🛰 MEO Systems Become the Backbone of Mega-Constellations

Positioned between Low Earth Orbit (LEO) and Geostationary Orbit (GEO), it offers an ideal commercial balance: latency is significantly lower than in geostationary orbit, while the coverage footprint of each spacecraft is several times wider than that of low-orbit satellites.

Although MEO systems are currently less prevalent than LEO constellations, leading global operators and governments are making long-term bets on them. Virtually all prospective medium-orbit projects are being designed as core elements of larger, multi-orbit architectures, serving as space-based backbones for transmitting colossal volumes of data.

To date, the only commercially successful operational MEO communications system is O3b mPOWER, owned by the Luxembourg-based satellite operator SES. The first generation of the system entered service back in 2013. Currently, SES is deploying its second generation of software-defined Ka-band spacecraft in circular equatorial orbits at an altitude of approximately 8,000 km.
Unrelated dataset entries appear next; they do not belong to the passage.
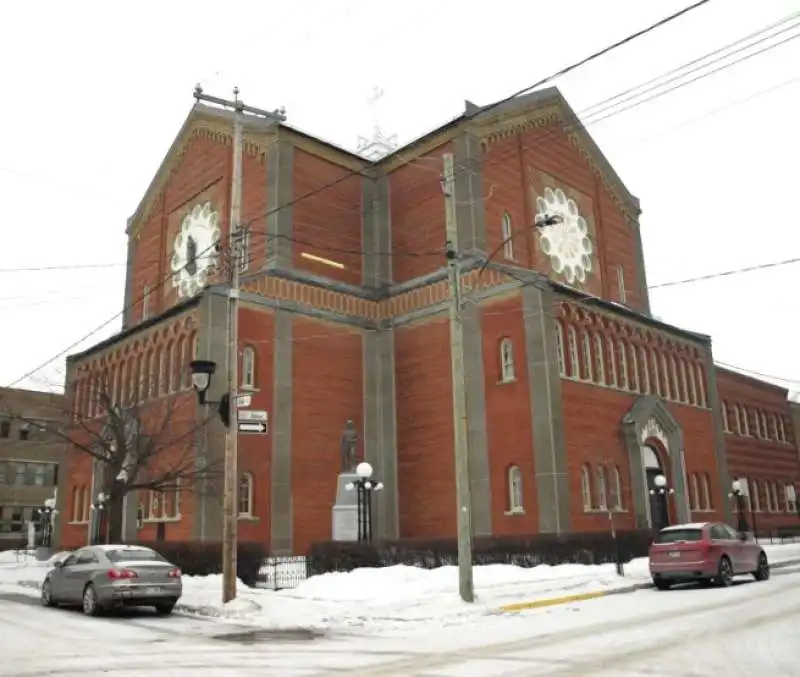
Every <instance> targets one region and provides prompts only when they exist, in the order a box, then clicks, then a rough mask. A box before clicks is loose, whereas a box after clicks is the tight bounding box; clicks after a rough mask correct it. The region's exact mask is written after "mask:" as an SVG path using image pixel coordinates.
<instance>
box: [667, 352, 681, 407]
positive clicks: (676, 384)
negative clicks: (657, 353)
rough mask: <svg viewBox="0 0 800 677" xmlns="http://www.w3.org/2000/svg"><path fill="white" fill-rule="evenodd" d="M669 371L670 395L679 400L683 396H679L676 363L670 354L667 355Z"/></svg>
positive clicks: (677, 368)
mask: <svg viewBox="0 0 800 677" xmlns="http://www.w3.org/2000/svg"><path fill="white" fill-rule="evenodd" d="M669 372H670V374H671V375H672V395H673V397H674V398H675V401H676V402H680V401H681V400H682V399H683V398H682V397H681V386H680V381H679V380H678V364H677V362H675V358H674V357H673V356H672V355H670V356H669Z"/></svg>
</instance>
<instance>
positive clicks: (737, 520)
mask: <svg viewBox="0 0 800 677" xmlns="http://www.w3.org/2000/svg"><path fill="white" fill-rule="evenodd" d="M728 496H729V497H731V498H733V499H734V500H735V501H736V530H737V531H738V532H739V535H740V536H741V537H742V538H746V537H747V532H748V531H750V527H749V525H748V524H747V508H746V507H745V498H744V488H743V487H742V482H741V481H740V480H734V481H733V482H731V493H729V494H728Z"/></svg>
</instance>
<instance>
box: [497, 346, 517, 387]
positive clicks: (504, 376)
mask: <svg viewBox="0 0 800 677" xmlns="http://www.w3.org/2000/svg"><path fill="white" fill-rule="evenodd" d="M514 378H515V373H514V345H513V344H512V343H511V339H509V338H504V339H503V340H502V341H500V381H501V382H502V383H509V382H510V381H513V380H514Z"/></svg>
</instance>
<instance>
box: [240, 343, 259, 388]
mask: <svg viewBox="0 0 800 677" xmlns="http://www.w3.org/2000/svg"><path fill="white" fill-rule="evenodd" d="M242 387H243V388H255V387H256V351H255V349H254V348H253V347H252V346H245V347H244V349H243V350H242Z"/></svg>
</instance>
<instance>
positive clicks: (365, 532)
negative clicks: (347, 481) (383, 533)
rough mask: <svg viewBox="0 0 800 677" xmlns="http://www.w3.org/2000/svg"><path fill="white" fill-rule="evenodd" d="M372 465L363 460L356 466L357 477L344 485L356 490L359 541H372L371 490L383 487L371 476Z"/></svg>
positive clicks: (374, 478) (366, 542)
mask: <svg viewBox="0 0 800 677" xmlns="http://www.w3.org/2000/svg"><path fill="white" fill-rule="evenodd" d="M372 472H373V470H372V466H371V465H370V464H369V463H367V462H366V461H363V462H362V463H359V464H358V465H357V466H356V475H358V479H356V480H355V481H353V482H348V483H347V484H346V485H345V489H347V491H353V490H355V491H356V497H357V506H358V507H357V513H356V517H357V520H358V541H359V543H370V542H371V541H372V492H373V491H380V490H381V489H383V482H380V481H378V480H376V479H375V478H373V477H372Z"/></svg>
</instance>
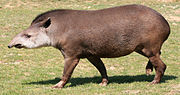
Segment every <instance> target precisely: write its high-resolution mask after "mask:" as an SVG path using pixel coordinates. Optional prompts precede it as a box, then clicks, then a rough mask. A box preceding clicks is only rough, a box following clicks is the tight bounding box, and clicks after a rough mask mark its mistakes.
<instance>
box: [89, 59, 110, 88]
mask: <svg viewBox="0 0 180 95" xmlns="http://www.w3.org/2000/svg"><path fill="white" fill-rule="evenodd" d="M87 59H88V60H89V61H90V62H91V63H92V64H93V65H94V66H95V67H96V68H97V69H98V71H99V72H100V74H101V76H102V82H101V83H100V85H101V86H106V85H107V83H108V76H107V72H106V68H105V66H104V64H103V62H102V60H101V59H100V58H97V57H88V58H87Z"/></svg>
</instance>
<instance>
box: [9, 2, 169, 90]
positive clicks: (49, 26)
mask: <svg viewBox="0 0 180 95" xmlns="http://www.w3.org/2000/svg"><path fill="white" fill-rule="evenodd" d="M169 34H170V26H169V24H168V22H167V21H166V20H165V18H164V17H163V16H162V15H161V14H160V13H158V12H157V11H155V10H153V9H151V8H149V7H146V6H143V5H125V6H119V7H113V8H107V9H101V10H70V9H58V10H52V11H48V12H45V13H42V14H40V15H38V16H37V17H36V18H35V19H34V20H33V21H32V23H31V25H30V26H29V27H28V28H27V29H26V30H24V31H22V32H20V33H19V34H17V35H16V36H15V37H14V38H13V40H12V41H11V42H10V44H9V45H8V47H9V48H11V47H16V48H27V49H29V48H39V47H44V46H52V47H55V48H57V49H59V50H60V51H61V53H62V55H63V57H64V61H65V64H64V71H63V76H62V79H61V81H60V82H59V83H57V84H56V85H55V86H53V88H63V87H64V85H65V84H66V83H67V82H68V80H69V79H70V77H71V75H72V73H73V70H74V69H75V67H76V66H77V64H78V62H79V60H80V59H81V58H87V59H88V60H89V61H90V62H91V63H92V64H93V65H94V66H95V67H96V68H97V70H98V71H99V72H100V74H101V76H102V82H101V83H100V85H102V86H106V85H107V84H108V76H107V72H106V68H105V66H104V64H103V62H102V60H101V59H100V58H116V57H121V56H125V55H128V54H130V53H132V52H134V51H135V52H137V53H139V54H141V55H143V56H145V57H147V58H148V59H149V61H148V64H147V66H146V74H150V73H151V72H152V71H153V68H155V71H156V75H155V77H154V80H153V81H152V82H151V84H157V83H159V82H160V80H161V78H162V77H163V75H164V72H165V70H166V65H165V64H164V62H163V61H162V60H161V59H160V54H161V52H160V50H161V47H162V44H163V43H164V41H165V40H166V39H167V38H168V36H169Z"/></svg>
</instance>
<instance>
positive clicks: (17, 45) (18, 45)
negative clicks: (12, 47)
mask: <svg viewBox="0 0 180 95" xmlns="http://www.w3.org/2000/svg"><path fill="white" fill-rule="evenodd" d="M14 47H16V48H24V46H23V45H22V44H16V45H15V46H14Z"/></svg>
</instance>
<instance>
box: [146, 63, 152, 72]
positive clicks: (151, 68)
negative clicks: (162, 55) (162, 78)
mask: <svg viewBox="0 0 180 95" xmlns="http://www.w3.org/2000/svg"><path fill="white" fill-rule="evenodd" d="M152 71H153V65H152V63H151V61H150V60H149V61H148V64H147V65H146V74H147V75H150V74H151V72H152Z"/></svg>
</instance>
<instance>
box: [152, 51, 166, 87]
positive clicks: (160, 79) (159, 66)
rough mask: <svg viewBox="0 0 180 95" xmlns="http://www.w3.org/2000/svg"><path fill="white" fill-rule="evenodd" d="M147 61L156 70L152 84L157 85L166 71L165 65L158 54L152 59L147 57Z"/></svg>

Each Boeing-built satellite is capable of generating up to 5,000 steerable beams, delivering data throughput rates ranging from 50 Mbps to 10 Gbps. Out of 13 planned spacecraft, 10 are already in orbit, with the remaining three scheduled to join the constellation in the second half of 2026.

The development of the MEO segment over the coming years will be defined by several ambitious international initiatives:

• meoSphere (SES): SES is already designing the third generation of its system. By 2030, the operator plans to launch 28 high-power satellites (20 kW each) equipped with optical inter-satellite links (OISL) boasting channel capacities of up to 100 Gbps. The system will enable clients to utilize compact terminal antennas measuring just 25x25 cm.
• IRIS² (European Union): This €10.6 billion mega-project is designed to ensure European sovereignty in space communications and reduce reliance on the US-based Starlink. The architecture will be multi-orbital, comprising 264 satellites in LEO and 18 in MEO (with SES serving as the payload supplier for the medium-orbit segment). The system will implement 5G standards, quantum cryptography, and laser inter-satellite links. Full operational deployment is slated for 2031.
• TeraWave (Blue Origin): Announced in early 2026, Jeff Bezos’s project targets backbone connectivity for data centers, large corporations, and governments. It is a massive network consisting of 5,280 LEO satellites and 128 MEO spacecraft distributed across five orbital shells at altitudes ranging from 8,000 to 24,200 km. Its optical laser links in MEO will achieve record-breaking data transfer speeds of up to 6 Tbps. A key feature is symmetrical access (identical upload and download speeds), which is critical for data centers. Fleet deployment is scheduled to begin in late 2027.
• Cangyu (China): A private Chinese multi-orbit network project comprising 13 satellites across three tiers (4 in GEO, 6 in MEO, and 3 in inclined geosynchronous orbit). Operating in the Q/V-bands, the system will serve as a universal relay network for broadband, the Internet of Things (IoT), inter-satellite communications, and launch vehicle telemetry. Full deployment is anticipated by 2030.

The market also features compelling adjacent orbital concepts, such as Germany’s Rivada network (the Outernet project). Although its 1,050-kilometer polar orbit technically falls under the LEO classification, its unique closed architecture—which bypasses terrestrial gateways by routing data exclusively via space-based laser inter-satellite links—makes it a direct competitor to MEO heavyweights like SES.

While operators currently prefer not to disclose granular financial metrics for the MEO segment, the sustained capital expenditure directed toward next-generation satellites and optical technologies demonstrates that medium Earth orbit has successfully secured its unique niche in the global space infrastructure.